The biggest is underestimating setup: ediarum is configurable, so plan a real installation and customisation phase. Others: skipping the ODD and letting the full TEI schema through (inconsistency follows); pinning incompatible eXist-db and ediarum versions; and leaving registers empty so editors invent ad hoc references. Address all four before encoding begins.
How do I publish with ediarum.WEB?
ediarum.WEB renders your TEI through XSLT and templates into a browsable edition with register-driven indexes of persons and places. Start from the supplied templates, adjust the stylesheets to your house style, and you have a working site that already exploits the authority links your editors created.
Key Takeaways
- ediarum is four parts: BASE (oXygen framework), DB (eXist-db + registers), WEB (publishing), plus the registers.
- It pairs a friendly visual editor for editors with clean validated TEI underneath.
- Adapt the ODD and seed registers before any editor starts encoding.
- Authority registers and dropdowns keep person/place references consistent and linkable.
- oXygen XML Editor (commercial) is the main dependency; ediarum itself is GPL.
- The chief pitfall is treating a configurable framework as a turnkey app.
- ediarum.WEB renders TEI to a browsable edition with register-driven indexes.
Frequently Asked Questions
What is ediarum?
ediarum is an open-source edition toolbox developed at the Berlin-Brandenburg Academy of Sciences (BBAW).

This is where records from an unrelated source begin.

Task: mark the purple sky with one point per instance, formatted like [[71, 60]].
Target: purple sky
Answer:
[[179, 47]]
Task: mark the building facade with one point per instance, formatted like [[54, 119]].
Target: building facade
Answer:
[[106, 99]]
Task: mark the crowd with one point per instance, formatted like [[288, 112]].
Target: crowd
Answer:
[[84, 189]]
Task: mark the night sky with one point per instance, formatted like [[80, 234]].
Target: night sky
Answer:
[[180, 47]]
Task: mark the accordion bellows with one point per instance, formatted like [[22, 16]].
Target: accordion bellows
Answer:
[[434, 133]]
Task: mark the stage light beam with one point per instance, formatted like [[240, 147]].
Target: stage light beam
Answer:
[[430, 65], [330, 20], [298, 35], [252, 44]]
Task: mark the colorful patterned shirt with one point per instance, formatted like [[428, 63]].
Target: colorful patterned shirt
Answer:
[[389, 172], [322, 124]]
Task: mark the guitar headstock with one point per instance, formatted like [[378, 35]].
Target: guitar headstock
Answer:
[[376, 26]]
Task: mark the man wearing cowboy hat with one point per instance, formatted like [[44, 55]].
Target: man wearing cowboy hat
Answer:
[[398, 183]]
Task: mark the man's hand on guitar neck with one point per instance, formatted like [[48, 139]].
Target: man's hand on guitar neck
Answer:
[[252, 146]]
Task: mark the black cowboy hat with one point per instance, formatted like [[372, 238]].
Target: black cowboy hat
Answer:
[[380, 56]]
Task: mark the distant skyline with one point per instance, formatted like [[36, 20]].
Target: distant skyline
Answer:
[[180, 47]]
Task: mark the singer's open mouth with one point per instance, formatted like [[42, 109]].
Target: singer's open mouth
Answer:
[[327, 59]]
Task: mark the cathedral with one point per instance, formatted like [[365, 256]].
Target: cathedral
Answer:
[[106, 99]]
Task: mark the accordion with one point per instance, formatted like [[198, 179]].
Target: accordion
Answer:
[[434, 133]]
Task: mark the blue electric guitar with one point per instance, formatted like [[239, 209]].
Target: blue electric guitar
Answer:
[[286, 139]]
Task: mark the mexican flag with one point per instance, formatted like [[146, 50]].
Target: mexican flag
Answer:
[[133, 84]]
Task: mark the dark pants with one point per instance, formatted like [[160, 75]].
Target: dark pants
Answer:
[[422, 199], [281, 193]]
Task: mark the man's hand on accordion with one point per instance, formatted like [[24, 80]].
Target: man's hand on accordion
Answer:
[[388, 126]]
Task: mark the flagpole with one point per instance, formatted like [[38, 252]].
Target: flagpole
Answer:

It combines a configured oXygen XML Author authoring environment, an eXist-db backend for storage and registers, and web components for publishing TEI-based scholarly editions.
Do I need to know XML to use ediarum?
Editors work mostly in oXygen's Author visual mode with buttons and form controls, so day-to-day encoding needs little hand-written XML. Setting up and customising ediarum, however, requires TEI, ODD and some eXist-db and XSLT knowledge from at least one technical team member.
What are the main components of ediarum?
Four: ediarum.BASE (the oXygen framework and TEI schema), ediarum.DB (the eXist-db application with register management), ediarum.WEB (publishing layer), and the registers themselves for persons, places, works and bibliography stored as TEI in the database.
How does ediarum handle persons and places?
It keeps authority registers as TEI listPerson and listPlace documents in eXist-db. While editing, you pick an entity from a live dropdown and ediarum inserts the correct reference, keeping your annotations consistent and linkable.
Is ediarum free, and what is the licence?
Yes. ediarum is released as open source (GPL) by the BBAW. You still need a licensed copy of oXygen XML Editor for the authoring environment, which is the main commercial dependency.
What is the biggest pitfall when starting with ediarum?
Underestimating the initial setup. ediarum is a configurable framework, not a turnkey app, so budget time to install eXist-db, deploy the packages, adapt the ODD to your texts and seed your registers before editors can be productive.